Title: Scaling Datalog for Machine Learning on Big Data
Mr. Vinayak Borkar, University of California, Irvine
Date & Time: April 17, 2012 15:30
Venue: SIC 201, 02nd Floor, C Block, Dept. of Computer Science & Engg., Kanwal Rekhi Bldg.
The talk will present a case for a declarative foundation for machine learning on big data. Instead of creating a new system for each machine learning task, we explore the use of recursive queries to program a variety of machine learning systems. This approach allows us to use database optimization techniques to identify efficient evaluation strategies and execute the tasks on a general purpose data flow execution engine (Hyracks). As a proof of concept, we consider two diverse programming models, Pregel and Iterative Map-Reduce-Update, from the machine learning domain and show how they can be captured as Datalog queries.
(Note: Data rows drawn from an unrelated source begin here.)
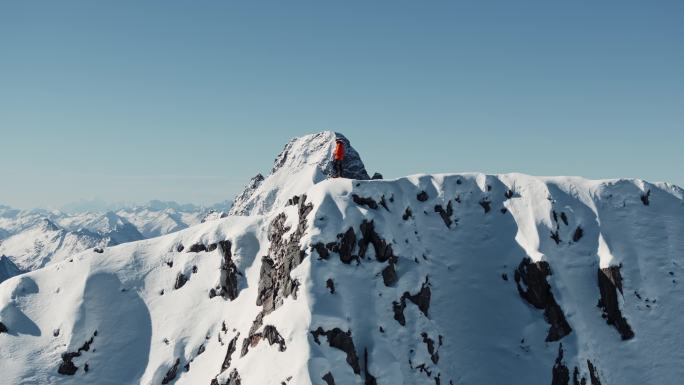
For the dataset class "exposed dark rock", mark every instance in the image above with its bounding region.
[572,226,584,242]
[587,360,601,385]
[352,194,378,210]
[256,195,313,314]
[240,325,287,357]
[435,201,454,228]
[392,277,432,326]
[173,273,188,290]
[57,330,97,376]
[598,266,634,340]
[416,364,432,377]
[325,278,335,294]
[311,242,330,259]
[420,332,439,365]
[338,227,359,264]
[572,366,587,385]
[363,348,378,385]
[311,327,361,374]
[514,257,572,341]
[262,325,287,352]
[226,369,242,385]
[392,298,406,326]
[218,240,242,301]
[57,352,80,376]
[323,372,335,385]
[219,333,240,374]
[382,262,399,287]
[188,243,207,253]
[162,358,180,384]
[416,191,429,202]
[359,220,396,262]
[380,195,393,211]
[402,277,431,317]
[477,197,492,214]
[551,344,570,385]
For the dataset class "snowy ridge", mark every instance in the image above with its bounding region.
[229,131,370,215]
[0,169,684,385]
[0,201,228,270]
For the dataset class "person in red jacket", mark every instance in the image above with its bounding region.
[333,139,344,178]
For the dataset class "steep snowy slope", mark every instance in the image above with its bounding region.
[229,131,370,215]
[0,255,22,283]
[0,169,684,385]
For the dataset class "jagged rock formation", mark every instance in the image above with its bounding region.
[0,137,684,385]
[229,131,370,215]
[514,258,572,340]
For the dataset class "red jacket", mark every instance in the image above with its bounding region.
[334,142,344,160]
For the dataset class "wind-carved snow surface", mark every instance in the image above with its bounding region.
[0,133,684,385]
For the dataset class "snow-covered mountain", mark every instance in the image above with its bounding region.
[0,134,684,385]
[0,201,228,270]
[0,255,22,283]
[229,131,370,215]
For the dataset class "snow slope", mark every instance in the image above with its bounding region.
[0,255,22,283]
[0,133,684,385]
[229,131,370,215]
[0,201,228,270]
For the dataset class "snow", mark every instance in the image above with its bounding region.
[0,133,684,385]
[229,131,370,215]
[0,201,228,270]
[0,166,684,384]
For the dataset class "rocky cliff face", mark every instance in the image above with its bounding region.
[229,131,370,215]
[0,133,684,385]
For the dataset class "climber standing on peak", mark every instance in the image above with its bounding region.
[333,138,344,178]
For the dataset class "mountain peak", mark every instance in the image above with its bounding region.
[230,131,370,215]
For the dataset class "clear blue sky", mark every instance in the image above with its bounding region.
[0,0,684,207]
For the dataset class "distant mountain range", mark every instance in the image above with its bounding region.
[0,200,230,279]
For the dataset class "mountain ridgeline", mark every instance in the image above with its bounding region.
[0,132,684,385]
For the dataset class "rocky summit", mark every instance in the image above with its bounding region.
[0,132,684,385]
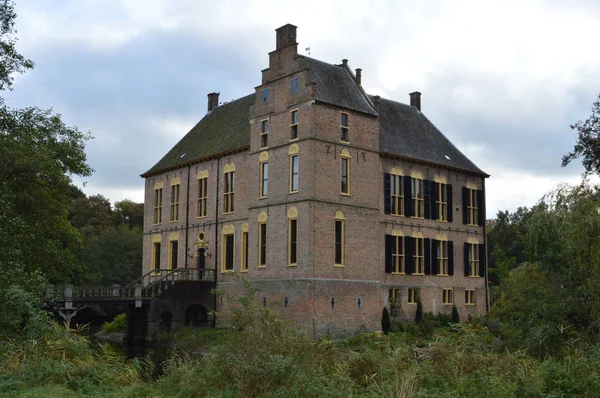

Experimental evaluation of the system on a large cluster with real data shows that such an approach provides good performance without losing generality or ease of programming. Joint work with Yingyi Bu, Michael J. Carey, Joshua Rosen, Neoklis Polyzotis, Tyson Condie, Markus Weimer, and Raghu Ramakrishnan.
Speaker Profile:
Vinayak Borkar is Lead Software Engineer on the ASTERIX project at UC Irvine, in addition to being a PhD candidate. Vinayak has worked in Silicon Valley for many years, after finishing his MTech at IIT Bombay.